Connecting across locales
The convening brought together people from all corners of our vast continent, mirroring the kind of barrier-breaking ways the internet can connect people. The way we were able to connect through #MFIAfrica brought home the many struggles we share, and it was evident in the organic conversations we had in between plenaries that we had a lot of valuable information to share about organising in our contexts. Not often do we have the chance to convene in this way, and in cherishing this, we thought about the need to connect more across territories. Across physical borders, as well as urban and rural divides, there are many opportunities for us to leverage our (relative) access to advocate for those in territories that are unconnected to get access to the internet. Additionally, it is imperative for those of us in transnational movements, which tend to get more attention than grassroots movements, to amplify work that is being done at grassroots level in our contexts. In doing this, we spoke to the potential for us to leverage the internet as a tool to strengthen our movements by breaking down silos when it comes to the causes we advocate for, as well as breaking down barriers of location, language and economic class.
The way we were able to connect through #MFIAfrica brought home the many struggles we share, and it was evident in the organic conversations we had in between plenaries that we had a lot of valuable information to share about organising in our contexts.
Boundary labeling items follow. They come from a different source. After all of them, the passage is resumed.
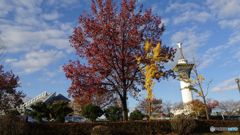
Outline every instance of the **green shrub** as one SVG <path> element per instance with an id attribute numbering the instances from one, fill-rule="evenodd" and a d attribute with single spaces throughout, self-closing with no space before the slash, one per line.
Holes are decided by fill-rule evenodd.
<path id="1" fill-rule="evenodd" d="M 96 119 L 103 115 L 103 110 L 94 104 L 88 104 L 84 106 L 82 114 L 84 117 L 90 119 L 92 122 L 96 121 Z"/>
<path id="2" fill-rule="evenodd" d="M 18 117 L 10 114 L 0 116 L 0 135 L 20 135 L 24 131 L 25 123 Z"/>
<path id="3" fill-rule="evenodd" d="M 172 131 L 181 135 L 190 134 L 197 127 L 195 119 L 184 115 L 178 116 L 177 118 L 170 120 L 170 122 Z"/>
<path id="4" fill-rule="evenodd" d="M 118 105 L 108 106 L 105 110 L 105 116 L 110 121 L 119 121 L 122 118 L 122 109 Z"/>
<path id="5" fill-rule="evenodd" d="M 130 113 L 130 120 L 143 120 L 143 114 L 139 110 Z"/>

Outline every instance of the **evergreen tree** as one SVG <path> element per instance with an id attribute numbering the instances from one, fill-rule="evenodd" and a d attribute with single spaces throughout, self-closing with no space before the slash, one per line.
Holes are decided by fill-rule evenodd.
<path id="1" fill-rule="evenodd" d="M 88 104 L 83 108 L 82 114 L 84 117 L 90 119 L 92 122 L 103 115 L 103 110 L 94 104 Z"/>
<path id="2" fill-rule="evenodd" d="M 108 106 L 105 116 L 110 121 L 119 121 L 122 118 L 122 109 L 118 105 Z"/>
<path id="3" fill-rule="evenodd" d="M 133 121 L 133 120 L 142 120 L 143 119 L 143 115 L 141 113 L 141 111 L 139 110 L 135 110 L 133 112 L 130 113 L 130 120 Z"/>

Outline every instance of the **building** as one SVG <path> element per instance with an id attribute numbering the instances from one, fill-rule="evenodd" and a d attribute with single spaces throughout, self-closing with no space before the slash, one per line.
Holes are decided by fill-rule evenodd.
<path id="1" fill-rule="evenodd" d="M 29 111 L 32 111 L 31 105 L 36 104 L 37 102 L 44 102 L 46 104 L 52 104 L 53 102 L 56 101 L 67 101 L 70 102 L 70 100 L 68 98 L 66 98 L 65 96 L 63 96 L 62 94 L 57 94 L 56 95 L 56 91 L 47 94 L 47 92 L 43 92 L 40 95 L 36 96 L 35 98 L 29 100 L 28 102 L 20 105 L 19 108 L 17 108 L 19 110 L 19 112 L 26 114 Z"/>
<path id="2" fill-rule="evenodd" d="M 187 80 L 190 78 L 190 73 L 194 66 L 194 63 L 188 63 L 188 61 L 183 57 L 182 43 L 178 42 L 178 47 L 179 47 L 180 57 L 179 57 L 178 63 L 175 65 L 173 70 L 180 76 L 179 80 L 180 80 L 184 109 L 171 110 L 171 112 L 174 115 L 182 114 L 182 113 L 189 114 L 191 111 L 191 107 L 185 104 L 193 100 L 192 91 L 188 88 L 188 86 L 190 86 L 190 83 Z"/>

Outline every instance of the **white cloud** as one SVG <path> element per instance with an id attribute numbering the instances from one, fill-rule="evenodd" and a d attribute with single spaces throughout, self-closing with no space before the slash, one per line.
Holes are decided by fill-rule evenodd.
<path id="1" fill-rule="evenodd" d="M 178 31 L 172 35 L 171 46 L 173 46 L 173 48 L 178 48 L 177 43 L 182 42 L 183 56 L 188 61 L 191 61 L 192 56 L 193 55 L 196 56 L 197 50 L 200 47 L 205 45 L 205 42 L 208 40 L 208 38 L 210 36 L 211 36 L 211 33 L 208 31 L 203 32 L 203 33 L 196 33 L 195 27 L 190 28 L 190 29 L 185 29 L 184 31 Z M 177 50 L 177 53 L 174 58 L 174 62 L 169 62 L 167 64 L 167 66 L 174 67 L 176 65 L 178 59 L 179 59 L 179 50 Z"/>
<path id="2" fill-rule="evenodd" d="M 183 14 L 173 18 L 174 24 L 185 23 L 187 21 L 198 21 L 205 23 L 208 19 L 211 18 L 211 14 L 207 12 L 198 12 L 198 11 L 187 11 Z"/>
<path id="3" fill-rule="evenodd" d="M 238 50 L 239 51 L 237 51 L 237 53 L 235 54 L 234 58 L 238 59 L 238 61 L 240 62 L 240 48 Z"/>
<path id="4" fill-rule="evenodd" d="M 207 0 L 207 5 L 218 18 L 239 17 L 239 0 Z"/>
<path id="5" fill-rule="evenodd" d="M 161 21 L 162 21 L 162 23 L 164 23 L 164 26 L 166 26 L 169 23 L 169 19 L 168 18 L 164 18 Z"/>
<path id="6" fill-rule="evenodd" d="M 215 86 L 211 91 L 212 92 L 220 92 L 220 91 L 228 91 L 237 89 L 237 83 L 235 82 L 235 78 L 226 80 L 217 86 Z"/>
<path id="7" fill-rule="evenodd" d="M 32 27 L 1 25 L 0 36 L 7 42 L 8 52 L 32 51 L 42 45 L 55 46 L 58 49 L 70 48 L 66 33 L 58 29 L 32 30 Z M 64 38 L 63 38 L 64 37 Z"/>
<path id="8" fill-rule="evenodd" d="M 31 100 L 31 99 L 32 99 L 32 98 L 27 95 L 26 97 L 23 98 L 23 103 L 26 103 L 26 102 L 28 102 L 28 101 Z"/>
<path id="9" fill-rule="evenodd" d="M 240 28 L 240 19 L 234 19 L 234 20 L 222 20 L 218 22 L 221 28 Z"/>
<path id="10" fill-rule="evenodd" d="M 25 55 L 25 58 L 17 62 L 12 62 L 11 65 L 15 68 L 20 68 L 21 73 L 29 74 L 43 69 L 49 64 L 58 61 L 63 57 L 62 51 L 37 51 L 30 52 Z"/>
<path id="11" fill-rule="evenodd" d="M 9 3 L 9 0 L 1 0 L 0 17 L 5 17 L 12 10 L 13 10 L 13 5 Z"/>
<path id="12" fill-rule="evenodd" d="M 53 10 L 50 14 L 43 14 L 43 17 L 46 20 L 56 20 L 61 16 L 63 15 L 59 14 L 56 10 Z"/>
<path id="13" fill-rule="evenodd" d="M 200 6 L 195 3 L 185 3 L 185 4 L 173 3 L 170 5 L 170 7 L 167 7 L 165 11 L 170 12 L 172 10 L 176 10 L 178 12 L 185 12 L 192 9 L 200 9 Z"/>
<path id="14" fill-rule="evenodd" d="M 5 62 L 6 63 L 12 63 L 12 62 L 16 62 L 17 59 L 6 59 Z"/>
<path id="15" fill-rule="evenodd" d="M 56 81 L 51 81 L 51 84 L 55 84 L 56 83 Z"/>

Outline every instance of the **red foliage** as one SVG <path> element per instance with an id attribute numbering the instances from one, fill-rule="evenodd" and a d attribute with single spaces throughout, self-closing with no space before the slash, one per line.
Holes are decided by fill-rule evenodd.
<path id="1" fill-rule="evenodd" d="M 100 108 L 105 108 L 108 105 L 117 104 L 118 98 L 113 97 L 111 93 L 105 92 L 105 93 L 99 93 L 95 92 L 93 95 L 82 95 L 80 97 L 74 98 L 74 103 L 77 104 L 77 108 L 74 111 L 79 111 L 81 113 L 81 110 L 84 108 L 87 104 L 95 104 L 99 106 Z"/>
<path id="2" fill-rule="evenodd" d="M 74 28 L 70 36 L 71 46 L 76 55 L 87 60 L 88 65 L 69 61 L 64 65 L 66 77 L 72 84 L 69 96 L 92 95 L 96 91 L 111 91 L 119 95 L 124 119 L 127 120 L 127 93 L 135 97 L 141 90 L 137 84 L 144 84 L 135 56 L 141 63 L 147 63 L 142 47 L 145 40 L 155 45 L 161 42 L 165 30 L 160 26 L 161 18 L 152 15 L 151 9 L 142 13 L 142 6 L 135 11 L 137 0 L 122 0 L 120 10 L 113 0 L 92 0 L 93 15 L 84 12 L 79 17 L 81 26 Z M 159 73 L 165 72 L 163 79 L 174 76 L 172 70 L 164 71 L 164 63 L 173 60 L 176 50 L 162 46 L 162 57 L 168 59 L 158 63 Z M 156 78 L 160 79 L 160 78 Z M 126 116 L 125 116 L 126 115 Z"/>
<path id="3" fill-rule="evenodd" d="M 161 114 L 164 110 L 162 109 L 162 100 L 154 98 L 152 100 L 152 114 L 157 115 Z M 143 112 L 144 115 L 149 114 L 149 100 L 144 98 L 140 101 L 140 104 L 137 106 L 137 109 Z"/>
<path id="4" fill-rule="evenodd" d="M 15 76 L 12 71 L 4 72 L 3 66 L 0 66 L 0 110 L 8 111 L 12 106 L 23 103 L 25 97 L 22 91 L 17 91 L 19 87 L 19 77 Z"/>
<path id="5" fill-rule="evenodd" d="M 218 106 L 219 102 L 217 100 L 213 100 L 211 98 L 207 99 L 207 107 L 208 107 L 208 112 L 211 113 L 212 109 L 214 109 L 216 106 Z"/>

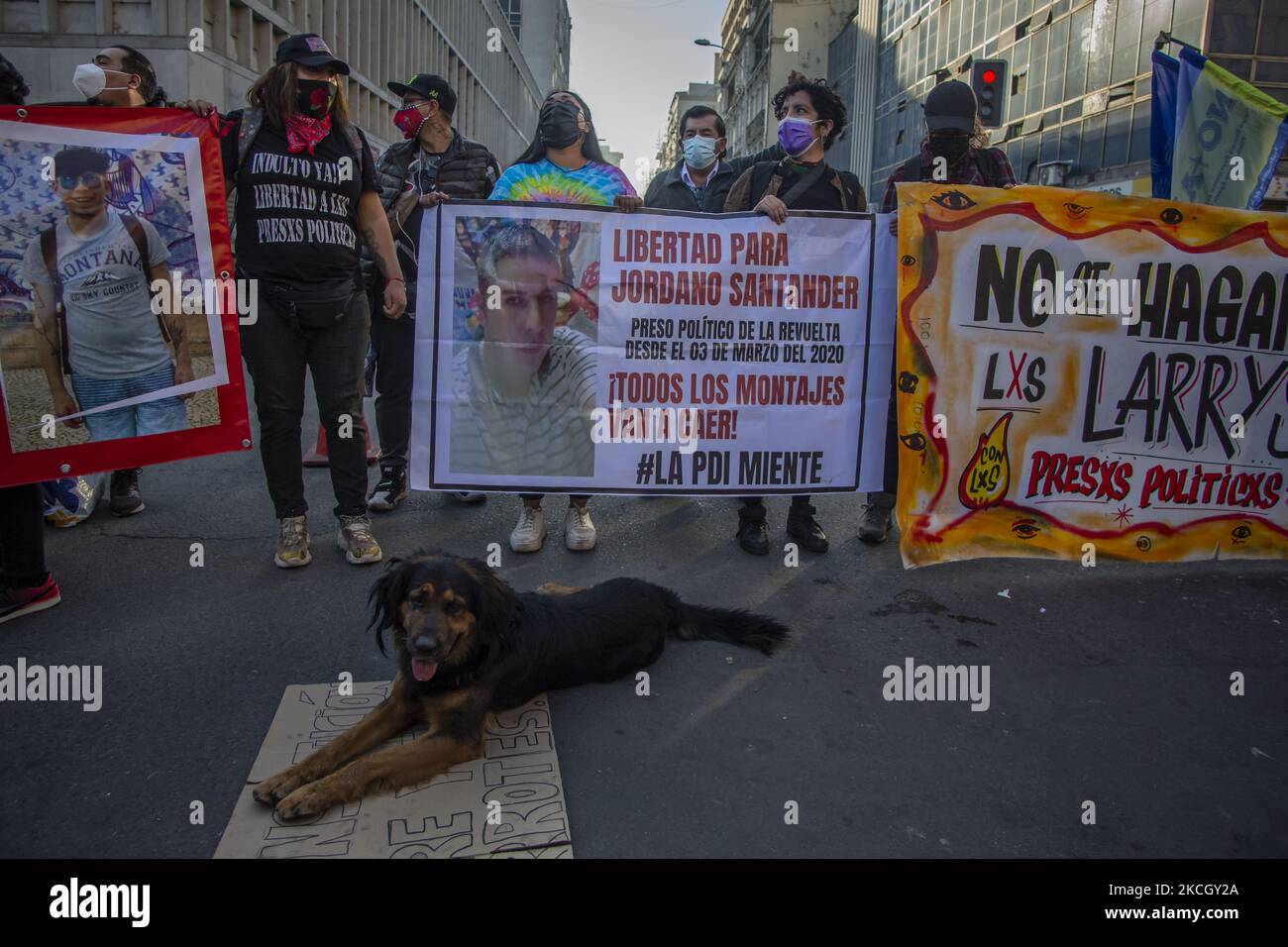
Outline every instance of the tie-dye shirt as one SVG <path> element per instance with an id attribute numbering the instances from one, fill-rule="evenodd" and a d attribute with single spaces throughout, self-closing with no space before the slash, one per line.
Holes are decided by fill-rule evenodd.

Visions of a connected future online
The systems of patriarchy, racism, ableism and capitalism are violent in that they cause ruptures between us. Through their manifestations – borders, financial disparities, domination through violence, barriers to access – as people from the continent, we have become disconnected from each other. We experience scarcity and distrust at high levels and because these systems are so powerful, these logics threaten to infiltrate how we organise. This is the same logic we must resist in fighting to undo these systems.
Unlike the systems of power which have created relationships of domination, the feminist way is to build a world where there is material equality and respect. The initiatives and values shared during the #MFIAfrica convening spoke directly to this. In common, we held the principles that accountability is key to remaining connected, that memory is political, and that it is imperative to expand our networks of care (online, offline, transnationally, as well as across cultures and generations). To this end, our creativity is central. Part of the gift of feminist thought is the opportunity to constantly rethink how things can be done differently; to be more just and more kind. This is an ethic that I think those of us at the convening are excited to take forward into all the different nodes we are plugged into, and to build upon.